Story of Super-Sized Koi Sparks Goldfish Tale 

'The Carrot," a super-sized koi\carp hybrid | Credit: Bluewater Lakes

By Craig Stephani | November 28th, 2022

Have you heard about ‘The Carrot’ that’s been making headlines around the world? No, it isn’t the latest and greatest superfood – it is a gigantic Koi! 

This 67.4-pound fish was caught at Bluewater Lakes, a carp fishery in Champagne, France. 

Koi (Cyprinus rubrofuscus) are a carp species that are closely related to Goldfish (Carassius auratus). Both are popular aquarium and backyard pond pets, come in a variety of colours, and can even interbreed resulting in many different body forms. But there’s one way to easily tell them apart. Koi have feelers that look like whiskers around their mouths, called barbels. Goldfish don’t have these. While Goldfish don’t get as large as Koi, they can still grow to be a lot larger than you might expect. Goldfish found in Dragon Lake, BC, were recorded at 30 cm long and weighing 650 g. That’s a bit larger than a CFL football! 

Credit: US Fish and Wildlife Service , US Fish and Wildlife Service, Bugwood.org

Despite their popularity, these fish species can be highly invasive and are difficult to remove from the environment once they have established themselves. Whether Goldfish or Koi, it is critical that these pet fish never escape an ornamental backyard pond or be set free from a household aquarium or fishbowl. Goldfish have been found throughout southern BC, most often in lakes and streams near populated areas. They typically end up in BC waterways unintentionally during flooding – as we experienced in the 2021 atmospheric river events – or intentionally when owners release their pets. 

Credit: ISCBC

Although Goldfish prefer to swim in shallow, slow-moving waters, they can survive in water temperatures ranging from 0-41°C, and in water with very little oxygen. This makes them a threat to most freshwater environments in BC. And they’re not picky eaters. They’ll eat just about anything. 

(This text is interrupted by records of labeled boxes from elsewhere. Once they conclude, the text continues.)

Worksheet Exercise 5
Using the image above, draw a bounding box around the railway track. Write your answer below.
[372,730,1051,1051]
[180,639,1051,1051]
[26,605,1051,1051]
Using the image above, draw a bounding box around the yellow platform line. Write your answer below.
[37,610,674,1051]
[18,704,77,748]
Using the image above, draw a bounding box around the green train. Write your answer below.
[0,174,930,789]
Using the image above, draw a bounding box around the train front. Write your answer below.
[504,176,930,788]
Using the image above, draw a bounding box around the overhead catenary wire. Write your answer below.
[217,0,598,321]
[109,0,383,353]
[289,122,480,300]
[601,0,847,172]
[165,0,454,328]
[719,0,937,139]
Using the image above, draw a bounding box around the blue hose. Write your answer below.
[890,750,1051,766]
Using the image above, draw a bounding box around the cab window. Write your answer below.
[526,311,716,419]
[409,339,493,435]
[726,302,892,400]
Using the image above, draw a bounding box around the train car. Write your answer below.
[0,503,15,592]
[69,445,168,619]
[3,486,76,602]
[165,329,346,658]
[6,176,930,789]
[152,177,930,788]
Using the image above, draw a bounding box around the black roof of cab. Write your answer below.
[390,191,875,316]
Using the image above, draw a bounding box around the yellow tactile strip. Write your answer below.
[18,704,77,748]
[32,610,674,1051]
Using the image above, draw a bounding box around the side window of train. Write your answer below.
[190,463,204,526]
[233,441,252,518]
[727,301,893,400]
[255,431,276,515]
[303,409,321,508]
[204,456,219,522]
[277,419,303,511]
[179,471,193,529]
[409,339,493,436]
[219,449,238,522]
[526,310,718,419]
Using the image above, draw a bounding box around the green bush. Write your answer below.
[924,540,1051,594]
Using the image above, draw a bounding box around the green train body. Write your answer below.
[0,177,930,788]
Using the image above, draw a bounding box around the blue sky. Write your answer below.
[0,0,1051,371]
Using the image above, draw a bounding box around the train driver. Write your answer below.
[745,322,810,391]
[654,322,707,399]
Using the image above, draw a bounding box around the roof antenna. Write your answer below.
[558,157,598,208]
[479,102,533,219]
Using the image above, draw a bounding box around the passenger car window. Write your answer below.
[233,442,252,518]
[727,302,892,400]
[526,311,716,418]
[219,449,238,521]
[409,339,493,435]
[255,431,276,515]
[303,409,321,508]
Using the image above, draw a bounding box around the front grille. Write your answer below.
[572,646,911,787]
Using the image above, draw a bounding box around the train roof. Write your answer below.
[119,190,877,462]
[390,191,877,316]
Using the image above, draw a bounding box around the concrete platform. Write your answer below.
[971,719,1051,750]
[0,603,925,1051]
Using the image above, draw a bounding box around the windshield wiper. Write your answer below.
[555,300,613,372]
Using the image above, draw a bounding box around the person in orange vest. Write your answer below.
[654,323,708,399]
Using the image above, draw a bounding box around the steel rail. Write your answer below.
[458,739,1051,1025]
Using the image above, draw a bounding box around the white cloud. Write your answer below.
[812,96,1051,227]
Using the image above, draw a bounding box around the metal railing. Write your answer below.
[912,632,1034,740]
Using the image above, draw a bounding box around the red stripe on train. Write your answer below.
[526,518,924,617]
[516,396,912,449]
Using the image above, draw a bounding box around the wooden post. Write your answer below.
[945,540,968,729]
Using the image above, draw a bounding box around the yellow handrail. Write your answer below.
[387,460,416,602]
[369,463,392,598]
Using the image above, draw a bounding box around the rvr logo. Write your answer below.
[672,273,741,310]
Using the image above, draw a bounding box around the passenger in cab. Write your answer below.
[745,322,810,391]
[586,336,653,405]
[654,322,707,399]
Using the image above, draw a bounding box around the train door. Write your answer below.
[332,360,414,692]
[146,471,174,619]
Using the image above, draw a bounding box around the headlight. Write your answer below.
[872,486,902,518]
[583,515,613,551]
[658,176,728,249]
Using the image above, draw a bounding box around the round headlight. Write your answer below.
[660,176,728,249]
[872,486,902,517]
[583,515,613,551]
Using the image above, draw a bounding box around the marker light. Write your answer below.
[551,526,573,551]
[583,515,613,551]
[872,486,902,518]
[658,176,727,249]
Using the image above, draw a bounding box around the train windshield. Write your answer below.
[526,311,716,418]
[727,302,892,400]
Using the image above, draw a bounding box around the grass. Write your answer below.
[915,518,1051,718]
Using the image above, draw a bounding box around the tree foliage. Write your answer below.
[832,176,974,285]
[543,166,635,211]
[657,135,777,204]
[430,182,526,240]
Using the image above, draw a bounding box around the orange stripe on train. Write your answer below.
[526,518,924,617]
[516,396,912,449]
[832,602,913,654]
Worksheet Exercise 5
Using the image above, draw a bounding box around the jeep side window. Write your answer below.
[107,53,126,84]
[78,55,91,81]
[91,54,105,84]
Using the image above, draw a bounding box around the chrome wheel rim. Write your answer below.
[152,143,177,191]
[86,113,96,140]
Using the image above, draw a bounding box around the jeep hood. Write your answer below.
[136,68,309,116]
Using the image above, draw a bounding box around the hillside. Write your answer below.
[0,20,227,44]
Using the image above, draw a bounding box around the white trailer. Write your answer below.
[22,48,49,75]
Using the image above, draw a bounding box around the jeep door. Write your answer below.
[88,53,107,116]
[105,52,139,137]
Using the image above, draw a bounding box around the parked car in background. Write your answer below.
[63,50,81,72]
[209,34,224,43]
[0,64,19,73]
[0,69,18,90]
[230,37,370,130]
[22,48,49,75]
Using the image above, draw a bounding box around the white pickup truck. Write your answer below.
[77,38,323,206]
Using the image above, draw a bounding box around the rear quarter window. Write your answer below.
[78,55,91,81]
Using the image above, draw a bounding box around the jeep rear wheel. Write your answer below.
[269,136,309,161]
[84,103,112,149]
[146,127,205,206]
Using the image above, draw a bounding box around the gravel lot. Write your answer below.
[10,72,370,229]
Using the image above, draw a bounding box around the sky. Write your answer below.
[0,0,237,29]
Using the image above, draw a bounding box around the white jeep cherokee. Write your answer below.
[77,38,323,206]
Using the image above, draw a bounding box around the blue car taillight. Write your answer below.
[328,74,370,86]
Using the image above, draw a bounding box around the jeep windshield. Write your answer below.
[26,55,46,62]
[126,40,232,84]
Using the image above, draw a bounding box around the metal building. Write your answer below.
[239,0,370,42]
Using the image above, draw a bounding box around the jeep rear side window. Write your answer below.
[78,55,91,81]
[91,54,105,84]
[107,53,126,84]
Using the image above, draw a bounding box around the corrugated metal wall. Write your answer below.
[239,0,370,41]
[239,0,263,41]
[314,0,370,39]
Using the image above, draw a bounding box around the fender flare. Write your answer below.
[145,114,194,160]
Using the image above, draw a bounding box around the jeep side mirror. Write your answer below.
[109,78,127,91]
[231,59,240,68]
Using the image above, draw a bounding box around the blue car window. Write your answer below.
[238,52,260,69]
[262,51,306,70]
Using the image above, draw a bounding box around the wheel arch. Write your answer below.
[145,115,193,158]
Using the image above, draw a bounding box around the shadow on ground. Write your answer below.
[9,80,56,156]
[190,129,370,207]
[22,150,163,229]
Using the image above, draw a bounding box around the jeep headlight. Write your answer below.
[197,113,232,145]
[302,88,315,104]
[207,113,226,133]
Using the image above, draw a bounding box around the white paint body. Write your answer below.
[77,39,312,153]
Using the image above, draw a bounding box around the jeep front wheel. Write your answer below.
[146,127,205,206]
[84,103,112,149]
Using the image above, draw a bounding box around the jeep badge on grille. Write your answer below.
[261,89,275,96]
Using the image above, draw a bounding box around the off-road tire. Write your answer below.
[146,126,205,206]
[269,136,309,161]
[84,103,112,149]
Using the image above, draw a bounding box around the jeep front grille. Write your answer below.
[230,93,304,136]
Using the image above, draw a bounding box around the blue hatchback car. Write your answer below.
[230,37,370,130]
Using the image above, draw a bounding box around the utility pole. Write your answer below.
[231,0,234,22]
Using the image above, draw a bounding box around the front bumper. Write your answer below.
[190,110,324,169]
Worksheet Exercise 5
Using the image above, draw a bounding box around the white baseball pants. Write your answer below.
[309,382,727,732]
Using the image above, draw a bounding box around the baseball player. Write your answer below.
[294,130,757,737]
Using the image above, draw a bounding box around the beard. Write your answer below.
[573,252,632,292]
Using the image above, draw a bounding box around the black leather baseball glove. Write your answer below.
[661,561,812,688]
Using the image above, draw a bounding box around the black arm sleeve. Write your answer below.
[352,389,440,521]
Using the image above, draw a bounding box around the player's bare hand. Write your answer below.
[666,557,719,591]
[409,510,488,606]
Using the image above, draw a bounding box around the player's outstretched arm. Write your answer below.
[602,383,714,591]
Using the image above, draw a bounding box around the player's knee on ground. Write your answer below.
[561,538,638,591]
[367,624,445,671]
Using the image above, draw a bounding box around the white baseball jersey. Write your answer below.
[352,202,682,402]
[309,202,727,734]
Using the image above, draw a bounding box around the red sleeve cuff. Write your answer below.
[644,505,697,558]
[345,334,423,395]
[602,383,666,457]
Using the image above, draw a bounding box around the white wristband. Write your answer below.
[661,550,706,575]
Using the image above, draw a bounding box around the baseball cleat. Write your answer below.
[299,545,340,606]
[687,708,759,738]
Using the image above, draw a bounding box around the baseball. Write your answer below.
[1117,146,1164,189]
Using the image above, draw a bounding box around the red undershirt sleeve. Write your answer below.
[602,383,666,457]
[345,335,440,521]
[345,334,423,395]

“Goldfish have a broad omnivorous diet,” said Dr. Nick Wong, ISCBC’s manager of Science and Research. “They feed on aquatic plants, small invertebrates, and the eggs and fry of other fish. This can include culturally important species or species at risk.”  

Their flexible diet, combined with their ability to survive in a variety of habitats, means they can spread fast and take a big bite out of populations of native species. Goldfish are also very messy eaters!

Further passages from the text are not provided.